Through the Human Research Program (HRP), NASA wants to find the safest ways to move humans through space. Charged particles are particularly interesting to scientists working in this area. Astronauts are exposed to a tremendous amount of those tiny particles as radiation when they’re in space, and it’s important to know the effect it has on the human body. The video below features NASA Space Radiation Element Scientist Lisa Simonsen, Ph.D. discussing what space radiation is.
"One of our biggest challenges on a mission to Mars is protecting astronauts from radiation," explained Simonsen. "You can't see it; you can't feel it. You don't know you're getting bombarded by radiation."
We think of radiation as being harmful, and might assume that the radiation in space is similar to what’s on Earth, but that’s incorrect. Our atmosphere and magnetic field have a major blunting effect on the radiation that actually gets through to us. We might also get exposed to X-rays at the doctor’s office, and can be protected from harmful effects caused by the rays simply by wearing a heavy lead shield.

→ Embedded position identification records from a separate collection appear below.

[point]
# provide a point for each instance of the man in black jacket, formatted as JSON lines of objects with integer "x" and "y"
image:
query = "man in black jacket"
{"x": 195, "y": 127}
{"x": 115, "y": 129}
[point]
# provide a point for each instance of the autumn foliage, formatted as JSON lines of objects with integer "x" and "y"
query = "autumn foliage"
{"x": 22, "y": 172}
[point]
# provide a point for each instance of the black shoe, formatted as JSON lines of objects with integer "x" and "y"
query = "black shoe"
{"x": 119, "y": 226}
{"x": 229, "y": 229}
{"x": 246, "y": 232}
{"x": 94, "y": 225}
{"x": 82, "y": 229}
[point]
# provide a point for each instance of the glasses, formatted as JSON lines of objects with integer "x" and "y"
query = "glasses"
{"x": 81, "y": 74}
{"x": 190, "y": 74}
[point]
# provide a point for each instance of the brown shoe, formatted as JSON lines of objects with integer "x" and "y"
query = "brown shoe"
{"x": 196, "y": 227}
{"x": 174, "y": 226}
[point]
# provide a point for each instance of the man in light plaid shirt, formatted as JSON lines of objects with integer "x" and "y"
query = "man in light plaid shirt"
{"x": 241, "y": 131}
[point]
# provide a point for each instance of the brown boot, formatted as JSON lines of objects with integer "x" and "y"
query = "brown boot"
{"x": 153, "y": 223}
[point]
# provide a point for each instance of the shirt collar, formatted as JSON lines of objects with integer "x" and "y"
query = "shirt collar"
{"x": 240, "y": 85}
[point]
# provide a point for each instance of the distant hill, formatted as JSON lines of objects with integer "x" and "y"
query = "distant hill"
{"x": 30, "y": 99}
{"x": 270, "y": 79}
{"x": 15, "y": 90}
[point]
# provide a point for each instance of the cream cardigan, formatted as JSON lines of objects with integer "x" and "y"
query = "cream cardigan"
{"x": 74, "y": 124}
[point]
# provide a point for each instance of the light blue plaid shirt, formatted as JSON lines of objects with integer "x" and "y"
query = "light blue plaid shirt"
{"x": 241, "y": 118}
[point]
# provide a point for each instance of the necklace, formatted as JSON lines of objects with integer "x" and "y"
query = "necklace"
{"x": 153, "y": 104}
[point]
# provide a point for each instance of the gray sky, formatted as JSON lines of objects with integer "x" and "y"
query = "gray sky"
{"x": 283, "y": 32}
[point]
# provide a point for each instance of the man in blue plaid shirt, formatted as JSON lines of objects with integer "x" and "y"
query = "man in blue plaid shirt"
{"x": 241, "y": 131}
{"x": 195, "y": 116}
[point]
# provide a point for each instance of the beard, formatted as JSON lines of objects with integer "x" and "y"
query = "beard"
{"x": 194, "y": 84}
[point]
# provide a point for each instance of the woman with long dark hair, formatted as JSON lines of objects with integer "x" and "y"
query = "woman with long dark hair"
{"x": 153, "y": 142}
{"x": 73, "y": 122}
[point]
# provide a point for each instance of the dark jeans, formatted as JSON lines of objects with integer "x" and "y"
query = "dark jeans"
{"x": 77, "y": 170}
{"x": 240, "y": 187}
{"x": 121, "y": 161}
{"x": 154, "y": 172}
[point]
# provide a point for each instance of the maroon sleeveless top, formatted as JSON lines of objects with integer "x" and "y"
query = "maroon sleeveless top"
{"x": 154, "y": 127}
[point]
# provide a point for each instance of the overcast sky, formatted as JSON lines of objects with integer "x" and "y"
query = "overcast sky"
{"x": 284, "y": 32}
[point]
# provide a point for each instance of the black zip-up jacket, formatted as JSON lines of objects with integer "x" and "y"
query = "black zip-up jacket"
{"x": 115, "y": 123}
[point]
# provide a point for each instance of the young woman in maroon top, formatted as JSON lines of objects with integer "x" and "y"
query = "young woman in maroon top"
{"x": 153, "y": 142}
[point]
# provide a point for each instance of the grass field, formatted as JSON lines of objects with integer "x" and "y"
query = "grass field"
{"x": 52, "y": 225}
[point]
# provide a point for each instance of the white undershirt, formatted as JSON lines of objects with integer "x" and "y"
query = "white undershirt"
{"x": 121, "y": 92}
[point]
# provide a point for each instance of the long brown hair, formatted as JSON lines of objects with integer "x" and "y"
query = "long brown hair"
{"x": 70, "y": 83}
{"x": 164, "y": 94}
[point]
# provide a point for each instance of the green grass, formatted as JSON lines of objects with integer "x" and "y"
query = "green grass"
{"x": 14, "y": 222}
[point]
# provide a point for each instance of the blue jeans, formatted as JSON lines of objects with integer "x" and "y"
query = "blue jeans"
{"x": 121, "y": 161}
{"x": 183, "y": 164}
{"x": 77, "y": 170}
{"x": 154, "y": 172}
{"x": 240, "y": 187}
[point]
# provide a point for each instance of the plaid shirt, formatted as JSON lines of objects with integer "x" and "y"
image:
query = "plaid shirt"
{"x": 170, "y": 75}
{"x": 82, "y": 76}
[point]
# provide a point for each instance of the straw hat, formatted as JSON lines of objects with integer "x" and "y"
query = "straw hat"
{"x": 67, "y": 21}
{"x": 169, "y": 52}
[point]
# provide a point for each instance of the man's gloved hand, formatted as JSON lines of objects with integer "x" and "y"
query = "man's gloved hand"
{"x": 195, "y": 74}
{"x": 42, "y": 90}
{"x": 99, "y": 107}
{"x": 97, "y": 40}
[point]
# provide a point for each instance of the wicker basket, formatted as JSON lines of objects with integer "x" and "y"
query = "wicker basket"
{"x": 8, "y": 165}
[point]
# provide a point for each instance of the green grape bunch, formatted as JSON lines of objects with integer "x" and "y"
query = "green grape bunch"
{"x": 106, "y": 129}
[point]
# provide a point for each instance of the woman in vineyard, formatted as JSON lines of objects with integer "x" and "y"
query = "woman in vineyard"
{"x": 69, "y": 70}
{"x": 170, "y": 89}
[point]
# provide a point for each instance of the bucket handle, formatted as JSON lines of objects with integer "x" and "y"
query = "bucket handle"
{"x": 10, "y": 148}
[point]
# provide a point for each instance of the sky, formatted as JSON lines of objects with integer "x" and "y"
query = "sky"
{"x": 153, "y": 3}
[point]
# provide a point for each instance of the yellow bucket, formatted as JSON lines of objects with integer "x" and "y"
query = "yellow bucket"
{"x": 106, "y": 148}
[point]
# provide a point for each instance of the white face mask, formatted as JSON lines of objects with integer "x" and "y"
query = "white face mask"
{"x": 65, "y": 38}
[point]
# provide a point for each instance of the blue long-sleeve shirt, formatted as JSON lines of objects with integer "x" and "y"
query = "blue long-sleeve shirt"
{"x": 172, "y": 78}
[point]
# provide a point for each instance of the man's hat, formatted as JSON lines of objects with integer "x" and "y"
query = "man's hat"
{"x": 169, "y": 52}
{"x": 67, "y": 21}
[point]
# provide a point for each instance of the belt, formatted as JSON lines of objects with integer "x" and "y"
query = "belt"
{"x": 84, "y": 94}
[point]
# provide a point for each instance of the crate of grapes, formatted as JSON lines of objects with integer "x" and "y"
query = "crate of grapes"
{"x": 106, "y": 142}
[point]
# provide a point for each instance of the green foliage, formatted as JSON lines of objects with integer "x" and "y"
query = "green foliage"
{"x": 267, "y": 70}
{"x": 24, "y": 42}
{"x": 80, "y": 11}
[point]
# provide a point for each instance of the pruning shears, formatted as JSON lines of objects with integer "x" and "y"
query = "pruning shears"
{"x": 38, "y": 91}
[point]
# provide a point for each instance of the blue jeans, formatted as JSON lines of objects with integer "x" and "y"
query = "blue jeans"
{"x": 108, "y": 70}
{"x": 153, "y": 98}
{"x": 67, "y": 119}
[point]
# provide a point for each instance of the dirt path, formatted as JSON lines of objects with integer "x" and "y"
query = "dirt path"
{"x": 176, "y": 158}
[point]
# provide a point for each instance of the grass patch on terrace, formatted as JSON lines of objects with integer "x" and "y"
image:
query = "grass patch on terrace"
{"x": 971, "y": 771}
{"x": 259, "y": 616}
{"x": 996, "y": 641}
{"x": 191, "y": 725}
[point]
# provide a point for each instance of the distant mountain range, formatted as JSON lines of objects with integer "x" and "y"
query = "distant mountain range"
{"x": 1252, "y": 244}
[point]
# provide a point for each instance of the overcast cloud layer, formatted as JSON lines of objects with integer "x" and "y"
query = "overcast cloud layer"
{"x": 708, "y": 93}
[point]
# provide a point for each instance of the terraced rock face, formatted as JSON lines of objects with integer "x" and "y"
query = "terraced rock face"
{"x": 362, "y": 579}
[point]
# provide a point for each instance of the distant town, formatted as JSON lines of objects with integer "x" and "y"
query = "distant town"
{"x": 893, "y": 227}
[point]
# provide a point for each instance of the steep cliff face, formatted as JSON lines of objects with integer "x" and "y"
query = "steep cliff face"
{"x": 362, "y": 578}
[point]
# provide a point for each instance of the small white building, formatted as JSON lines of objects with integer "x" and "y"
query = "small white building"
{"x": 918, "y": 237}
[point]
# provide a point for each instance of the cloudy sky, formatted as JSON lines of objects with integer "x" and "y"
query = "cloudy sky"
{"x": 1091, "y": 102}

Space radiation is not the same though. It contains enough energy to violently collide with nuclei that are the basis of matter, the stuff human cells and metal shields are made of. These nuclear collisions result in the breakup of both incoming space radiation and the nuclei it hits. New particles are thus created, called secondary radiation.
"In space, there is particle radiation, which is basically everything on the periodic table, hydrogen all the way up through nickel and uranium, moving near the speed of light," said NASA Research Physicist Tony Slaba, Ph.D. "NASA doesn't want to use heavy materials like lead for shielding spacecraft because the incoming space radiation will suffer many nuclear collisions with the shielding, leading to the production of additional secondary radiation. The combination of the incoming space radiation and secondary radiation can make the exposure worse for astronauts."
The focus of the HRP is to determine how space radiation impacts the human body, particularly what effects galactic cosmic rays (GCRs) have. "There are three main sources of space radiation, but GCRs are of most concern to researchers for a mission to Mars," explained NASA Research Physicist John Norbury, Ph.D. "GCRs that come from exploding stars known as supernovae outside the solar system are the most harmful to the human body."
Other sources of space radiation exist, like the Van Allen Belts, or during solar particle events that are associated with times of intense solar activity, coronal mass ejections and solar flares. GCRs are the primary problem, however, for HRP researchers who are tasked with protecting astronauts from space radiation.
Accurate data collection remains a challenge for the HRP scientists. While NASA has a Space Radiation Laboratory (NSRL) to simulate conditions, it’s difficult to accurately reproduce the experience of an astronaut who may be in space for an entire year.
NASA continues to prepare for a mission to Mars and will utilize every technology at its disposal to protect astronauts. There are a variety of critical instruments, like Orion's Hybrid Electronic Radiation Assessor, to monitor some very tiny particles with a big impact.